Mori adalah anomali. Gadis manis dengan senyum sehangat musim semi yang ramah kepada siapa saja—kecuali kepada Lian. Sejak detik pertama mereka tidak sengaja bertabrakan di koridor, radar Mori menangkap sinyal bahaya yang sangat kuat. Bagi Mori, Lian bukan "idola sekolah", melainkan polusi visual yang harus dihindari demi kesehatan mental.

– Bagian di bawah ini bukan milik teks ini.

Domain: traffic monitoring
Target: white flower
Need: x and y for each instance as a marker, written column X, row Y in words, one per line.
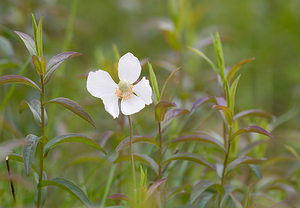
column 133, row 97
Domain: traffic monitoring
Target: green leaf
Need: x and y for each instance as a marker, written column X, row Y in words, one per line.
column 74, row 107
column 154, row 187
column 161, row 109
column 254, row 112
column 139, row 157
column 206, row 59
column 236, row 68
column 39, row 39
column 16, row 79
column 201, row 101
column 136, row 139
column 69, row 187
column 256, row 170
column 153, row 81
column 19, row 158
column 35, row 108
column 242, row 161
column 252, row 129
column 29, row 43
column 201, row 187
column 232, row 92
column 56, row 61
column 200, row 138
column 190, row 157
column 71, row 138
column 226, row 112
column 29, row 151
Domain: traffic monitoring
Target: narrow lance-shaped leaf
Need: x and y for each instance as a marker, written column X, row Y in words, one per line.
column 236, row 68
column 69, row 187
column 190, row 157
column 161, row 109
column 29, row 43
column 35, row 108
column 153, row 81
column 29, row 151
column 139, row 157
column 252, row 129
column 71, row 138
column 17, row 79
column 201, row 101
column 136, row 139
column 56, row 61
column 74, row 107
column 243, row 161
column 200, row 138
column 154, row 187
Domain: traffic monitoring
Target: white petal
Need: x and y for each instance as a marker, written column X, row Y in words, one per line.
column 143, row 90
column 100, row 84
column 129, row 68
column 111, row 105
column 132, row 105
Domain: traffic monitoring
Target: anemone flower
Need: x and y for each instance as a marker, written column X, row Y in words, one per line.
column 133, row 96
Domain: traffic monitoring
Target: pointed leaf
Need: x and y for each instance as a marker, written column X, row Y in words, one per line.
column 19, row 158
column 226, row 112
column 56, row 61
column 258, row 113
column 243, row 161
column 200, row 138
column 136, row 139
column 35, row 108
column 153, row 81
column 201, row 187
column 139, row 157
column 190, row 157
column 200, row 53
column 74, row 107
column 29, row 43
column 16, row 79
column 71, row 138
column 252, row 129
column 161, row 109
column 121, row 197
column 201, row 101
column 154, row 186
column 236, row 68
column 29, row 151
column 69, row 187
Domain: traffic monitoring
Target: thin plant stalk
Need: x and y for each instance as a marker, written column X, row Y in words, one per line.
column 10, row 180
column 160, row 150
column 131, row 156
column 41, row 144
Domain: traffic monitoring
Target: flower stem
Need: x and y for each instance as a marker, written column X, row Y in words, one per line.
column 225, row 163
column 131, row 156
column 160, row 150
column 41, row 144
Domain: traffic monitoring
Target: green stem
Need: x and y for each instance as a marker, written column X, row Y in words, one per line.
column 42, row 144
column 131, row 157
column 160, row 150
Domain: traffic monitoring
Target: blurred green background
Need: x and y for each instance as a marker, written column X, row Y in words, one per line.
column 160, row 31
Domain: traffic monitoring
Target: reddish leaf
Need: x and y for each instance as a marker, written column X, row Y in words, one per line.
column 74, row 107
column 56, row 61
column 16, row 79
column 136, row 139
column 252, row 129
column 154, row 186
column 200, row 138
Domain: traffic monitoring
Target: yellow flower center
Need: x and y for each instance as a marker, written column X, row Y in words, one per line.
column 124, row 89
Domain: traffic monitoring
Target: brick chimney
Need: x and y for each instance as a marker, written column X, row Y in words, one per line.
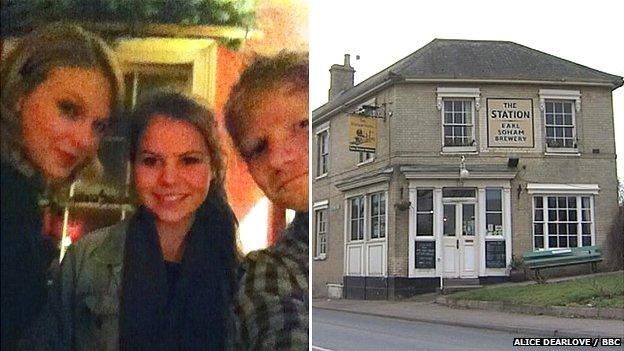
column 341, row 78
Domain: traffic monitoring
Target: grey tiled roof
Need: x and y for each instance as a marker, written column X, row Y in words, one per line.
column 478, row 60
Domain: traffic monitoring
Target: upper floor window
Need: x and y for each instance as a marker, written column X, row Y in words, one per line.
column 560, row 131
column 458, row 123
column 559, row 108
column 458, row 106
column 322, row 162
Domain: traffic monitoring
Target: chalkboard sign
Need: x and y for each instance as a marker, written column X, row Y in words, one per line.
column 425, row 254
column 495, row 254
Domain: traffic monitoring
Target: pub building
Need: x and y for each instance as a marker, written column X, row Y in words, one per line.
column 453, row 160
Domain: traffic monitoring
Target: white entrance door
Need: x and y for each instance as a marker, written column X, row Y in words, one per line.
column 458, row 241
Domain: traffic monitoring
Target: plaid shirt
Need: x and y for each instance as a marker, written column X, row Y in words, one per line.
column 271, row 307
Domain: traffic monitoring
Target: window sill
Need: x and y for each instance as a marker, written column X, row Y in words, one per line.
column 458, row 149
column 562, row 152
column 324, row 175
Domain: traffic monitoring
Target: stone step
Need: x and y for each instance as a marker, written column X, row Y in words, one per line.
column 457, row 288
column 460, row 282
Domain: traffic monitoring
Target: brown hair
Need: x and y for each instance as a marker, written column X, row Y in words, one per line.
column 262, row 76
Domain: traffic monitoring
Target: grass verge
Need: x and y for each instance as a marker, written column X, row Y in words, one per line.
column 602, row 291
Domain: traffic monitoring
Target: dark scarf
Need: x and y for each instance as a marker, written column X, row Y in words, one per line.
column 196, row 316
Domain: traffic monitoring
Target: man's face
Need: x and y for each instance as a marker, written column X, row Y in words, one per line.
column 274, row 142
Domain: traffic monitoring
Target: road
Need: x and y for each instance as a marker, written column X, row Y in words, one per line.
column 344, row 331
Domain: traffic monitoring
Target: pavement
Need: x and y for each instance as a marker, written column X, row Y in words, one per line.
column 423, row 308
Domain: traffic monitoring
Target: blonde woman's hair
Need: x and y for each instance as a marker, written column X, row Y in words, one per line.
column 29, row 64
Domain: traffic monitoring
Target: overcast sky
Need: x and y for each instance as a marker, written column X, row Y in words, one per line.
column 384, row 31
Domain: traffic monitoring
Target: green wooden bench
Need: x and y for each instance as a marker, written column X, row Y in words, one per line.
column 537, row 260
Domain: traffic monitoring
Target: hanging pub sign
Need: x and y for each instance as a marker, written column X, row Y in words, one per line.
column 510, row 122
column 362, row 133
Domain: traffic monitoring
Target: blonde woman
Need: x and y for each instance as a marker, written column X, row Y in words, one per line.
column 59, row 88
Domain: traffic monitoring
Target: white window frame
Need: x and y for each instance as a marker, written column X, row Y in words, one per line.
column 503, row 234
column 578, row 221
column 568, row 96
column 459, row 94
column 320, row 160
column 432, row 213
column 382, row 216
column 578, row 190
column 318, row 207
column 362, row 229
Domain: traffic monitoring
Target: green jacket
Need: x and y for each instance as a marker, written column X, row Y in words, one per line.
column 86, row 295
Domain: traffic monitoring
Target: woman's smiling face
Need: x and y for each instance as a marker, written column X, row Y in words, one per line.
column 63, row 119
column 172, row 169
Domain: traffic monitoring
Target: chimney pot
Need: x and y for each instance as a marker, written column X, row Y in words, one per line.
column 341, row 77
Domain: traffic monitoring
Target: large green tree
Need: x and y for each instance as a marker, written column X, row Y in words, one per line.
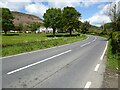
column 71, row 18
column 85, row 27
column 7, row 20
column 114, row 14
column 52, row 18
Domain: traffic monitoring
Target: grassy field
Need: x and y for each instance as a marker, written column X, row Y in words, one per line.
column 113, row 61
column 19, row 43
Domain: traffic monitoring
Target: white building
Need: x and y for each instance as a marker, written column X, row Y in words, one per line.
column 43, row 29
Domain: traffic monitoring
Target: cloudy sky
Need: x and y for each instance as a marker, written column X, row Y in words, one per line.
column 91, row 10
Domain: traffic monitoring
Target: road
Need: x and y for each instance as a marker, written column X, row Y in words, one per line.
column 76, row 65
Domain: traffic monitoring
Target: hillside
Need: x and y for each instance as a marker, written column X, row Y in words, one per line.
column 24, row 18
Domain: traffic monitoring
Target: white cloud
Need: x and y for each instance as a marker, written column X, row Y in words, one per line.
column 13, row 6
column 36, row 9
column 100, row 17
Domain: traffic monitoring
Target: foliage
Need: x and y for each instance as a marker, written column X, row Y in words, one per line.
column 34, row 26
column 7, row 17
column 52, row 18
column 114, row 14
column 19, row 27
column 112, row 59
column 71, row 18
column 85, row 27
column 29, row 42
column 116, row 42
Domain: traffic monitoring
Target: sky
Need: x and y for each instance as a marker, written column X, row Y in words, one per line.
column 93, row 11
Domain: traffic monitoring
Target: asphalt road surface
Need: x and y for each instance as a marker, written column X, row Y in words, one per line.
column 76, row 65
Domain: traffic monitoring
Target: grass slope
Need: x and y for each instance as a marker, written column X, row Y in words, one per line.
column 29, row 42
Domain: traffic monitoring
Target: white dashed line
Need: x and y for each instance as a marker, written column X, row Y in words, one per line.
column 97, row 67
column 101, row 58
column 85, row 44
column 38, row 62
column 87, row 84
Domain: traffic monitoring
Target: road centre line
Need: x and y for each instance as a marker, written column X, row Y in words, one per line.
column 85, row 44
column 22, row 68
column 87, row 84
column 101, row 58
column 88, row 43
column 97, row 67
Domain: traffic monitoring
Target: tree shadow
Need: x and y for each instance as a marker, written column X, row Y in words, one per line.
column 10, row 34
column 67, row 35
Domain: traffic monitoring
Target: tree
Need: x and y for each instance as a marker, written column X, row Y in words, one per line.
column 114, row 14
column 7, row 20
column 85, row 27
column 71, row 18
column 19, row 27
column 52, row 19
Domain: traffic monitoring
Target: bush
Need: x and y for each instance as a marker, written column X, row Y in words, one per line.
column 116, row 42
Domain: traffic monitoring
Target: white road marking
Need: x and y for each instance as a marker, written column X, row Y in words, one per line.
column 37, row 50
column 94, row 39
column 88, row 43
column 101, row 58
column 87, row 84
column 38, row 62
column 97, row 67
column 85, row 44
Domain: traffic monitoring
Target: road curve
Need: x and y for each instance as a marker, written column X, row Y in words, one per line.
column 77, row 65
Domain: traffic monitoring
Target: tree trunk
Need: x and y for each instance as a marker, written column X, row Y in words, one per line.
column 70, row 32
column 5, row 32
column 54, row 32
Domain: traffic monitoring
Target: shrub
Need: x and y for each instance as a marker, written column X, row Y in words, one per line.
column 116, row 42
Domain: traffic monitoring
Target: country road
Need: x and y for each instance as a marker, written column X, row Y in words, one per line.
column 77, row 65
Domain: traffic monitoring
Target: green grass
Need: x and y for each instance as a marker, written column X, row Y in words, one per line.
column 112, row 59
column 29, row 42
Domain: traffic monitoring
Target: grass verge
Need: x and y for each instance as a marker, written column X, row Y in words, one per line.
column 16, row 48
column 112, row 59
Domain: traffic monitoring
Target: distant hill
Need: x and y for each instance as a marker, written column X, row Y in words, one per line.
column 24, row 19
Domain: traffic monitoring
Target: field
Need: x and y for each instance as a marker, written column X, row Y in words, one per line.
column 20, row 42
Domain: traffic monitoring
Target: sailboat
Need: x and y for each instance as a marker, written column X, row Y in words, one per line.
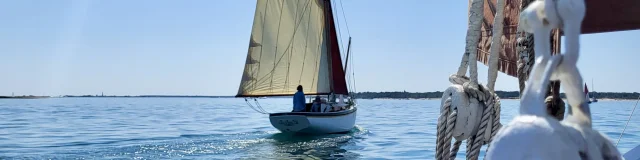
column 295, row 43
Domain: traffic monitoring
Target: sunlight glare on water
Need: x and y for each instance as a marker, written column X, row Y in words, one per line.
column 226, row 128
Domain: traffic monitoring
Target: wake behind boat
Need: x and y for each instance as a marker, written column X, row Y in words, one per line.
column 294, row 43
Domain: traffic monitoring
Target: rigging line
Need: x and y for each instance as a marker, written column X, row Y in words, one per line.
column 313, row 81
column 255, row 83
column 286, row 81
column 344, row 16
column 353, row 70
column 337, row 19
column 275, row 54
column 306, row 43
column 625, row 126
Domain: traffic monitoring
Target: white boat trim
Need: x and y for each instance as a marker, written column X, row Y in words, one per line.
column 315, row 122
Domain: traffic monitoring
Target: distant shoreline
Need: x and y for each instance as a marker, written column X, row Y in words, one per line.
column 359, row 95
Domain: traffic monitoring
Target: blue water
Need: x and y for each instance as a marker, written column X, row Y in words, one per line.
column 208, row 128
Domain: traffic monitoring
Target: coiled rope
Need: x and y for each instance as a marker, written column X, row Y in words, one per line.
column 447, row 119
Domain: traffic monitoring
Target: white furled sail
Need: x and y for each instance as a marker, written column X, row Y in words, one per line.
column 292, row 43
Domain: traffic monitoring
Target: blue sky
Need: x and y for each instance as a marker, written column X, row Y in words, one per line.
column 198, row 47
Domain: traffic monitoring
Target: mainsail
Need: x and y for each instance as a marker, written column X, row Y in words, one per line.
column 293, row 42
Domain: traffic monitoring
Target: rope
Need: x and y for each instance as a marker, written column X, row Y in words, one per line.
column 625, row 126
column 446, row 121
column 441, row 128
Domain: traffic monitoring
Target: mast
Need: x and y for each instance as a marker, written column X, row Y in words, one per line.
column 346, row 62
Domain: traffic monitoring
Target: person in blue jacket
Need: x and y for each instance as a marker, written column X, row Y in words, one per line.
column 298, row 100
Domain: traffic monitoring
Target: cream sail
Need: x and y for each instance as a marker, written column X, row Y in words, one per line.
column 290, row 45
column 294, row 42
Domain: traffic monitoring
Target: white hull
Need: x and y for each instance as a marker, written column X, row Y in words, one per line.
column 315, row 122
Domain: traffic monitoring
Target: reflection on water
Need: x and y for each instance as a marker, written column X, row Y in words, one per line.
column 288, row 145
column 225, row 128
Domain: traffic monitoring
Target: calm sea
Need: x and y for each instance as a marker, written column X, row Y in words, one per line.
column 226, row 128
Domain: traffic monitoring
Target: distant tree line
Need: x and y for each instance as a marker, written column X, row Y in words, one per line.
column 501, row 94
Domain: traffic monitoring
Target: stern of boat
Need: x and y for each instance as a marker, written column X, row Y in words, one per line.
column 289, row 123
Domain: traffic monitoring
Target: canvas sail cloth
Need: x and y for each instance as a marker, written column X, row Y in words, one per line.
column 508, row 61
column 601, row 16
column 293, row 42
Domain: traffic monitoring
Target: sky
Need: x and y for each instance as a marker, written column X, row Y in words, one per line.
column 198, row 47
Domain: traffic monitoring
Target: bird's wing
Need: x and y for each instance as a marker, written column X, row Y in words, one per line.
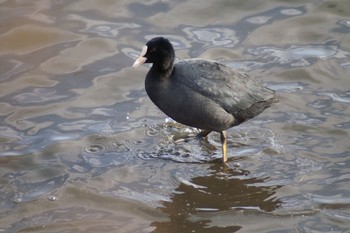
column 233, row 90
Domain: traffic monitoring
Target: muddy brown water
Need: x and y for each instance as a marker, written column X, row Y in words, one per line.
column 83, row 149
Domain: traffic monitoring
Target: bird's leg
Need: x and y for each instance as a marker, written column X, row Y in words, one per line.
column 224, row 145
column 204, row 133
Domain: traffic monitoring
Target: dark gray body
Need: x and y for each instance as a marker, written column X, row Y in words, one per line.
column 207, row 95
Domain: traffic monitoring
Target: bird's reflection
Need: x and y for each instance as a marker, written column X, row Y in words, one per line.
column 225, row 190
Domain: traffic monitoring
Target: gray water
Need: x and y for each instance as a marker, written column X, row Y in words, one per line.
column 83, row 149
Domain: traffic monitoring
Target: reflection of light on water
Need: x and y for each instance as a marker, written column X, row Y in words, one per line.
column 213, row 36
column 345, row 23
column 295, row 54
column 338, row 98
column 291, row 12
column 258, row 20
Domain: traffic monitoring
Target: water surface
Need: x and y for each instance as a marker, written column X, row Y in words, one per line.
column 83, row 149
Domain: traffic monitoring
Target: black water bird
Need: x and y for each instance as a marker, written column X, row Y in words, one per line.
column 201, row 93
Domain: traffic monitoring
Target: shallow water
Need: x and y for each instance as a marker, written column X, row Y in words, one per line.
column 83, row 149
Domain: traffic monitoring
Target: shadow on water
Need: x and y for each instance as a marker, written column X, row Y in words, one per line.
column 198, row 203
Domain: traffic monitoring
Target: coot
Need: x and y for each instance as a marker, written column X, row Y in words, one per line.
column 201, row 93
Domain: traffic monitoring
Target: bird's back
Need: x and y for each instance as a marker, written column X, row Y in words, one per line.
column 234, row 91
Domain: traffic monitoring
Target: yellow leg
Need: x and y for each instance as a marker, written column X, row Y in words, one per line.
column 224, row 145
column 204, row 133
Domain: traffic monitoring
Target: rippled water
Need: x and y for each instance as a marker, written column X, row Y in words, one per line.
column 82, row 148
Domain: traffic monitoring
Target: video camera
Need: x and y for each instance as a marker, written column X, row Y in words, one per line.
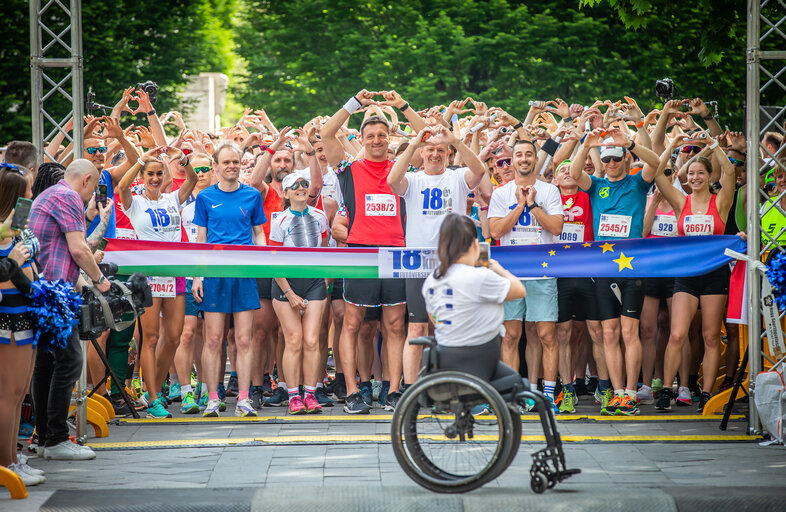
column 100, row 312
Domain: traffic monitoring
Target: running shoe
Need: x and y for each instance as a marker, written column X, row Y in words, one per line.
column 703, row 399
column 610, row 407
column 354, row 404
column 367, row 395
column 267, row 386
column 189, row 405
column 296, row 405
column 211, row 411
column 376, row 389
column 174, row 393
column 478, row 410
column 664, row 400
column 627, row 406
column 312, row 404
column 322, row 398
column 232, row 386
column 392, row 400
column 257, row 397
column 156, row 411
column 279, row 398
column 683, row 397
column 568, row 400
column 644, row 395
column 244, row 408
column 657, row 386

Lian yang terusik egonya mulai melancarkan serangan. Dari mulai intimidasi halus, perhatian palsu, hingga jebakan-jebakan emosional yang biasanya membuat lawan jenis bertekuk lutut. Namun, setiap langkah Lian justru membentur tembok dingin yang dibangun Mori.
Karya ini diterbitkan atas izin NovelToon Nadhira Ramadhani, isi konten hanyalah pandangan pribadi pembuatnya, tidak mewakili NovelToon sendiri
BAB 32
Mori keluar dari toilet dengan langkah ragu. Ia sudah berganti dengan rok cadangan dari UKS, dan jaket hitam Lian kini tersampir di lengannya setelah ia lipat rapi. Perasaan Mori campur aduk; ada rasa terima kasih yang besar, tapi juga rasa malu yang belum hilang. Ia berjalan menuju parkiran, tempat Lian berjanji akan menunggunya.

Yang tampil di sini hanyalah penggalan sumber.